Briggs recalls Rocha coming to see him one day on a personal matter. He told Briggs his marriage was ending. “He got all teary and very emotional. It was affecting his work, and he was miserable,” said Briggs.

“I bucked him up and told him, ‘You are a great officer, you’ve got to get over this, and we’ll give you some slack,’” the ambassador said.

A Swift Kick to the Gut

When Rocha was departing post, Briggs hosted a farewell party for him in the Front Office. “Briggs was not one to lavish praise on anyone, but he talked about Rocha as if he was the embodiment of every virtue and skill a young diplomat could ever hope to aspire to,” Lindwall recalled. “I had never heard an ambassador speak so effusively of a staff member. I took it for granted that Rocha must have been one of the best of the best,” he added.
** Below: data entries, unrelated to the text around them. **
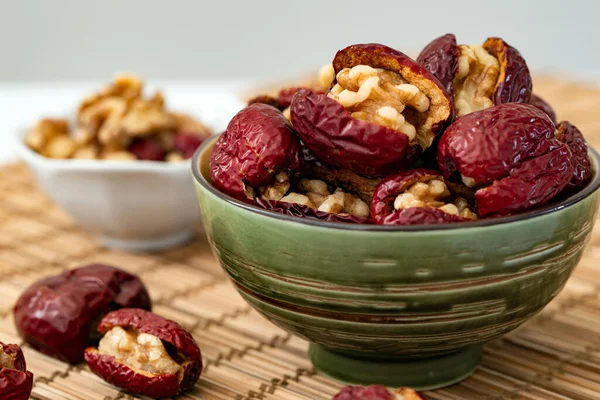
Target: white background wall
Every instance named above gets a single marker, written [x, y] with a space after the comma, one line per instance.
[89, 40]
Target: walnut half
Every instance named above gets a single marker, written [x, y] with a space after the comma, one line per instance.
[379, 96]
[140, 351]
[433, 193]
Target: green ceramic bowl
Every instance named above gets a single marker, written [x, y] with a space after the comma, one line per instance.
[400, 306]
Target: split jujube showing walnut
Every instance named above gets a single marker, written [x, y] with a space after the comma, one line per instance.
[258, 144]
[56, 315]
[478, 76]
[509, 154]
[382, 111]
[15, 381]
[418, 196]
[146, 354]
[376, 392]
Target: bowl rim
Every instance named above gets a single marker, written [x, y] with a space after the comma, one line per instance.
[591, 187]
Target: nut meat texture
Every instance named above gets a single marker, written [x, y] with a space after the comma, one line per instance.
[455, 136]
[145, 354]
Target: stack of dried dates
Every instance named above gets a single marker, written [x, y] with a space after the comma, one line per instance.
[455, 136]
[66, 315]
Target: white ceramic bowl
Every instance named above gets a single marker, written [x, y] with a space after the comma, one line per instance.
[134, 206]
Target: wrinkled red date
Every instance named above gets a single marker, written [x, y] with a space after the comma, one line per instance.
[376, 392]
[300, 210]
[186, 143]
[582, 166]
[147, 149]
[259, 143]
[56, 315]
[15, 381]
[514, 82]
[185, 352]
[511, 149]
[364, 147]
[440, 57]
[540, 103]
[382, 205]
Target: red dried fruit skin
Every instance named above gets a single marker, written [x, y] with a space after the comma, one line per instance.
[532, 184]
[487, 144]
[376, 392]
[440, 57]
[540, 103]
[15, 383]
[302, 211]
[259, 143]
[420, 216]
[56, 315]
[514, 83]
[382, 205]
[145, 383]
[373, 392]
[331, 133]
[512, 146]
[186, 143]
[582, 165]
[335, 137]
[147, 149]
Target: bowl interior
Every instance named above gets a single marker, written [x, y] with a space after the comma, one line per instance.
[201, 172]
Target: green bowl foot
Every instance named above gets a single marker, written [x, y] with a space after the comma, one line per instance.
[417, 373]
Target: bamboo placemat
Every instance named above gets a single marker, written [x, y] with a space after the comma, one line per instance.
[554, 356]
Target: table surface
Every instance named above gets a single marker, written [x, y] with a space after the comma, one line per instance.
[556, 355]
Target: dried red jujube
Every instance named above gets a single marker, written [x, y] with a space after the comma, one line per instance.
[540, 103]
[440, 57]
[376, 392]
[146, 354]
[15, 381]
[510, 154]
[258, 144]
[478, 76]
[57, 315]
[382, 111]
[418, 196]
[582, 165]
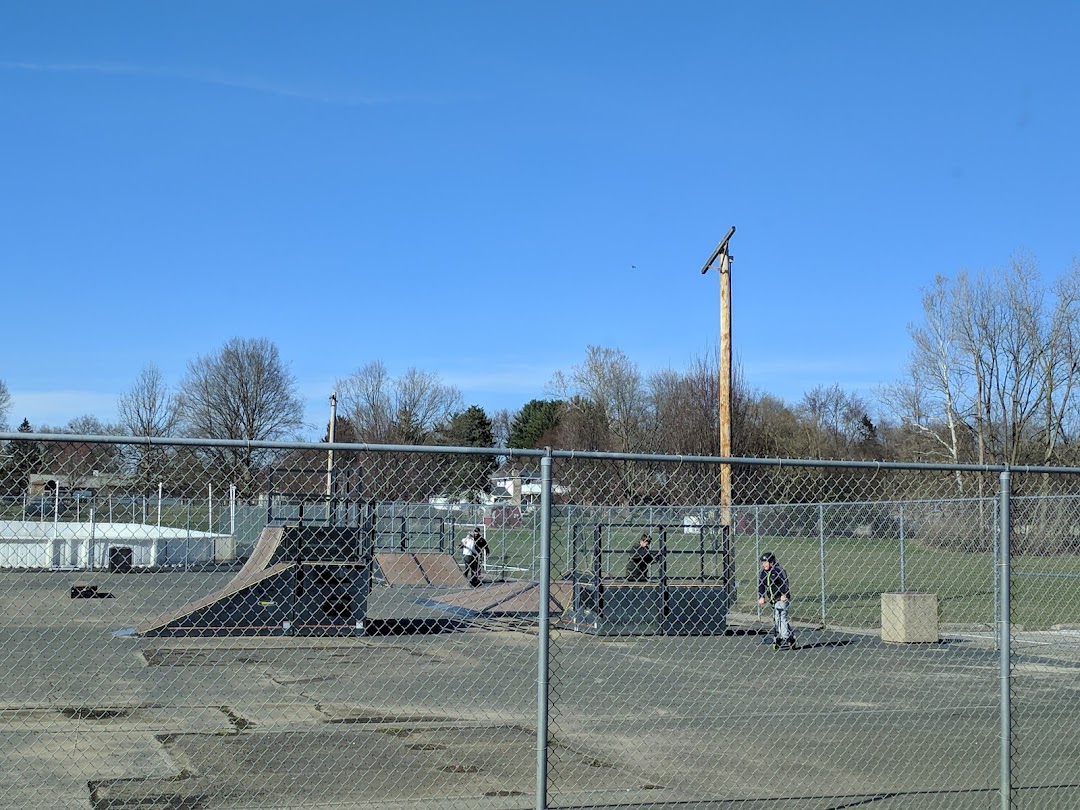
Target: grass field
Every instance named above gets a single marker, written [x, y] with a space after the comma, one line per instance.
[852, 576]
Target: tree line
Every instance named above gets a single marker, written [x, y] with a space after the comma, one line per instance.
[991, 378]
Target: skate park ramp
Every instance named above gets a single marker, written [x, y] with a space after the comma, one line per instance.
[505, 598]
[418, 568]
[298, 580]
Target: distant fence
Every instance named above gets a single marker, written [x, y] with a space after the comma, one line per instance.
[558, 680]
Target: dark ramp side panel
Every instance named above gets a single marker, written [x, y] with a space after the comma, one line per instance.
[257, 604]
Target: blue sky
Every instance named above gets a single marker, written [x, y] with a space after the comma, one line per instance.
[484, 189]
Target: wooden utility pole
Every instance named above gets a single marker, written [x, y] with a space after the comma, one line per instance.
[331, 435]
[721, 259]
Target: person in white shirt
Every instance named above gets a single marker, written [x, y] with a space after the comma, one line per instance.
[470, 555]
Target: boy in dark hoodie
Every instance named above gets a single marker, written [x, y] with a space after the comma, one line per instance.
[772, 586]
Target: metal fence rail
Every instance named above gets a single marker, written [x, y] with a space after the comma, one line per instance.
[218, 624]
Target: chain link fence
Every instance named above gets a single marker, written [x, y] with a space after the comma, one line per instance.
[224, 624]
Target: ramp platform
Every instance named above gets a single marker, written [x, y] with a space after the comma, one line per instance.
[299, 580]
[419, 568]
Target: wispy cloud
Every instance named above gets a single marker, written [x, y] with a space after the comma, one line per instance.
[56, 408]
[251, 83]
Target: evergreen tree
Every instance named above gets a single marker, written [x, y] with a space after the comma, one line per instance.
[467, 475]
[532, 421]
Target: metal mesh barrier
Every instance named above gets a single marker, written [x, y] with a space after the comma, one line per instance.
[200, 624]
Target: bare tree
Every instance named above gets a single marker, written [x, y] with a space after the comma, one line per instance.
[404, 410]
[4, 405]
[148, 408]
[610, 383]
[993, 369]
[244, 392]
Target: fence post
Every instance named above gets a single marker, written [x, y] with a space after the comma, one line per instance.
[542, 662]
[821, 554]
[1006, 643]
[903, 569]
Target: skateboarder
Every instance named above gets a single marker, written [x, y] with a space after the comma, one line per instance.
[772, 585]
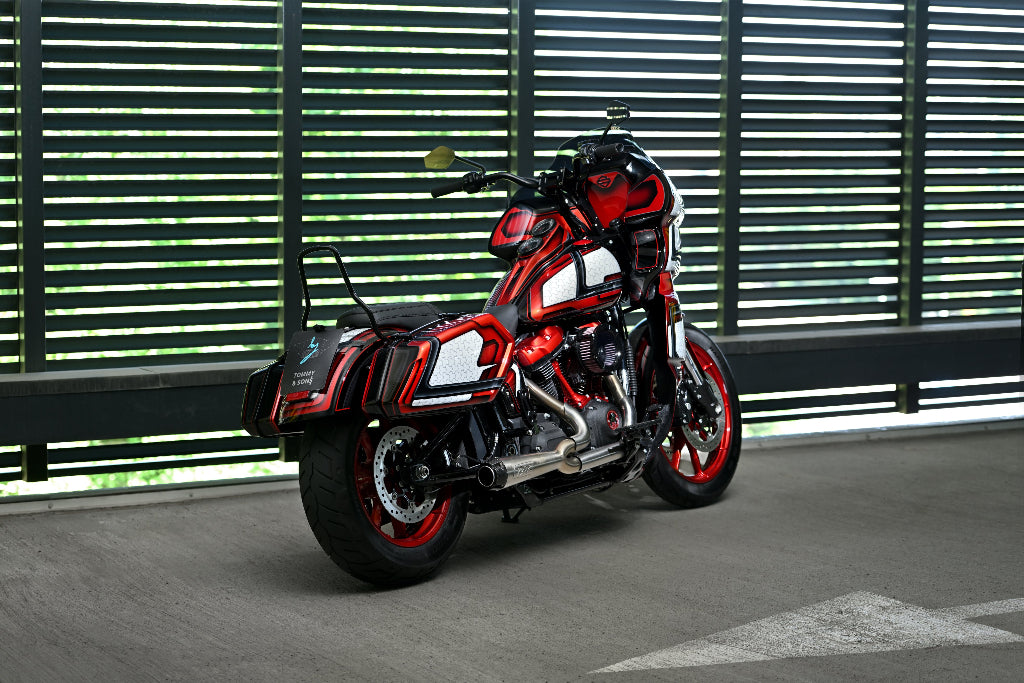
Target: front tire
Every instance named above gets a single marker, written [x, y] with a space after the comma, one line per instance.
[694, 464]
[367, 519]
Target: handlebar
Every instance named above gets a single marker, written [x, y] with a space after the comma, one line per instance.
[474, 182]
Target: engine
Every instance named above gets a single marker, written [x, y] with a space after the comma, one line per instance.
[570, 367]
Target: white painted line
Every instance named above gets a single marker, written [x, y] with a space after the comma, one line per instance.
[853, 624]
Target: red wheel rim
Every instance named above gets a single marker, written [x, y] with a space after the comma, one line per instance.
[677, 451]
[681, 453]
[391, 529]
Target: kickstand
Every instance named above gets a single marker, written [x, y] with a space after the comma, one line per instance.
[508, 518]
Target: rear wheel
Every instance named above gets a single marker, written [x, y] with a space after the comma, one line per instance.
[355, 481]
[697, 459]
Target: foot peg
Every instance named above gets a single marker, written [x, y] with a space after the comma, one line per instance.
[642, 439]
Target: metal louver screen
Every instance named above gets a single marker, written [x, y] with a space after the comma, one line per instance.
[974, 195]
[8, 204]
[663, 57]
[381, 88]
[160, 161]
[821, 159]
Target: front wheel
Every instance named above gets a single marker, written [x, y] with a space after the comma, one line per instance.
[695, 462]
[354, 477]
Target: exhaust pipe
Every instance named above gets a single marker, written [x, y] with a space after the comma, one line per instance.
[566, 456]
[516, 469]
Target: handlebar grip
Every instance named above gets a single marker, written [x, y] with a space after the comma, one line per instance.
[449, 187]
[608, 150]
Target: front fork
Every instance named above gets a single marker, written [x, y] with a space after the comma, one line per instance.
[671, 351]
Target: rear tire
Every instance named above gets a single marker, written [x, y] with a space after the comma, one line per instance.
[370, 523]
[694, 465]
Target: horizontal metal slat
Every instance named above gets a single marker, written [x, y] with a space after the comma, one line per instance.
[411, 16]
[112, 55]
[184, 11]
[129, 341]
[155, 78]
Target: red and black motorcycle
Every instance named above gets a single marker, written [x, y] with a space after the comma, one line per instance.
[412, 418]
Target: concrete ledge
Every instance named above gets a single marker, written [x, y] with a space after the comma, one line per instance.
[71, 406]
[123, 498]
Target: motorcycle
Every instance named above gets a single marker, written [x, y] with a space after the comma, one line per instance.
[412, 418]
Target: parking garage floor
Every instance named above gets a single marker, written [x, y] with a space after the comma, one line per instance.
[894, 556]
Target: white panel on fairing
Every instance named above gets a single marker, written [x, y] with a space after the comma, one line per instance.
[599, 264]
[560, 288]
[458, 360]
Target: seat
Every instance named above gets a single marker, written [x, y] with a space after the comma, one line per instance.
[404, 315]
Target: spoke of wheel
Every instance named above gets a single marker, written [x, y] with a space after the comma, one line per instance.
[377, 515]
[676, 458]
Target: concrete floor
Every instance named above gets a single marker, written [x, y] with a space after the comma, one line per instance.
[824, 561]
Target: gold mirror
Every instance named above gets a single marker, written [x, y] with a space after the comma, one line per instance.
[439, 159]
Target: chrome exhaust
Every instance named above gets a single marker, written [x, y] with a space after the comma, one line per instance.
[569, 456]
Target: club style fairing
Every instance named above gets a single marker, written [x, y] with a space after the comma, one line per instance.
[412, 417]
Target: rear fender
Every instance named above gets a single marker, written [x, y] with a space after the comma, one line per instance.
[453, 365]
[311, 380]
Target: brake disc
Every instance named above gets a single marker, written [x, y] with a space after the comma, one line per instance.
[709, 435]
[398, 500]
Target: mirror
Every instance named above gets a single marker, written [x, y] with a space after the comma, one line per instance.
[439, 159]
[616, 112]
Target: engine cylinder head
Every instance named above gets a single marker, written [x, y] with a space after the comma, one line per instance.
[599, 349]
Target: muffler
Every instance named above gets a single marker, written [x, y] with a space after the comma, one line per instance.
[569, 456]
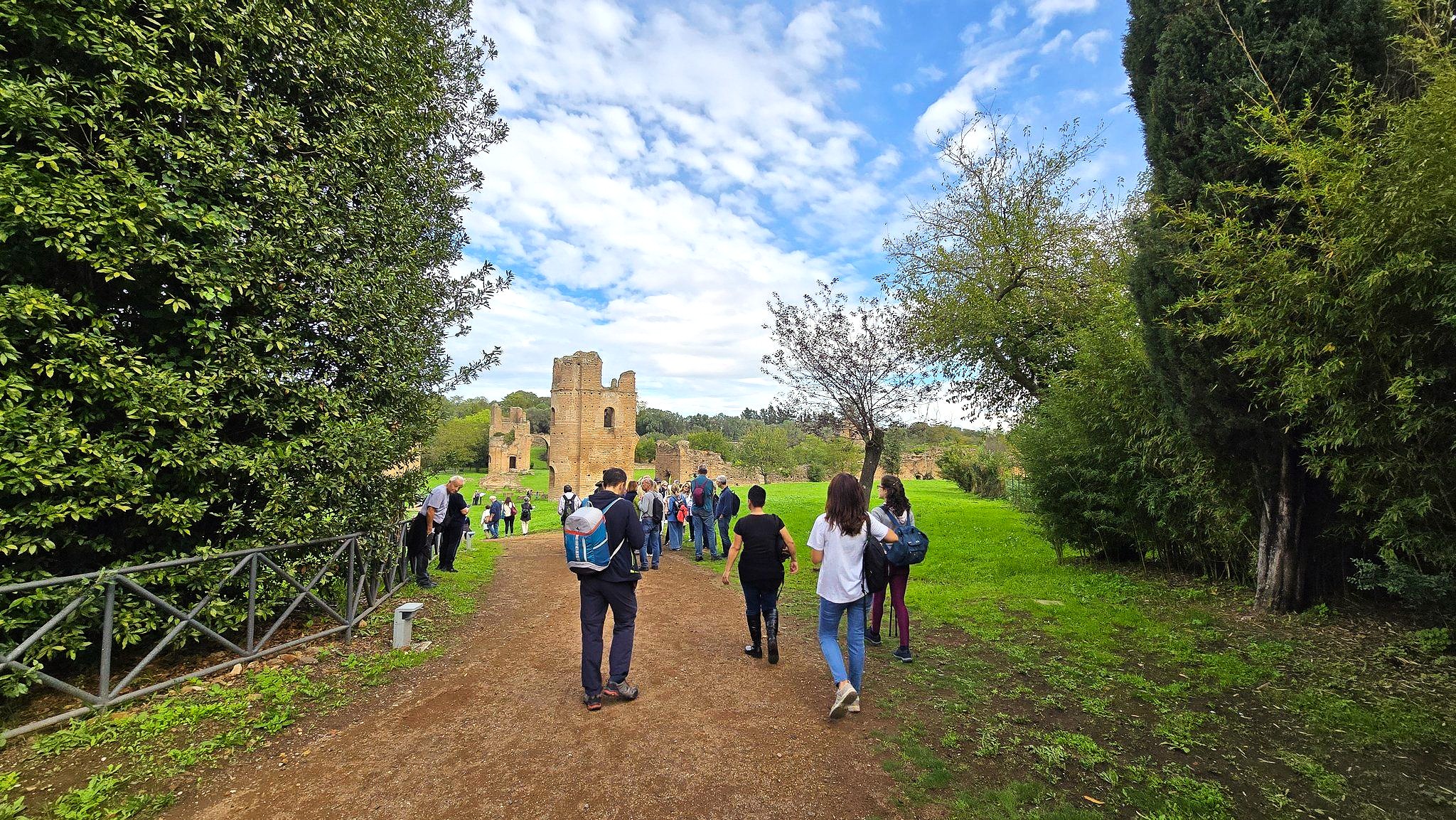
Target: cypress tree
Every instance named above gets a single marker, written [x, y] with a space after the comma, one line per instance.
[1193, 66]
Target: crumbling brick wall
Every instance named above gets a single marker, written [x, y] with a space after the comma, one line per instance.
[510, 443]
[593, 426]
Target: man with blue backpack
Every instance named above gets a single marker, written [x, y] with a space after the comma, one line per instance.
[702, 496]
[600, 542]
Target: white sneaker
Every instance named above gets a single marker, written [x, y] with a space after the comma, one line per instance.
[843, 700]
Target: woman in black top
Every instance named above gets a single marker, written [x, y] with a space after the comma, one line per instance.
[458, 516]
[756, 536]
News of Rocha’s December 2023 arrest spread quickly among his old colleagues. “We all feel like we have received a swift kick to the gut,” Amb. Briggs told this reporter. “My colleagues and I have racked our brains about what he did,” he said, adding, “Manuel was the antithesis of a Cuban revolutionary.”

David C. Adams is an award-winning freelance reporter for The New York Times and other publications. He is also the Caribbean correspondent for the Committee to Protect Journalists. In the 1980s, Adams covered the civil wars in Central America and lived in Honduras between 1987 and 1988, where he coincided with Manuel Rocha.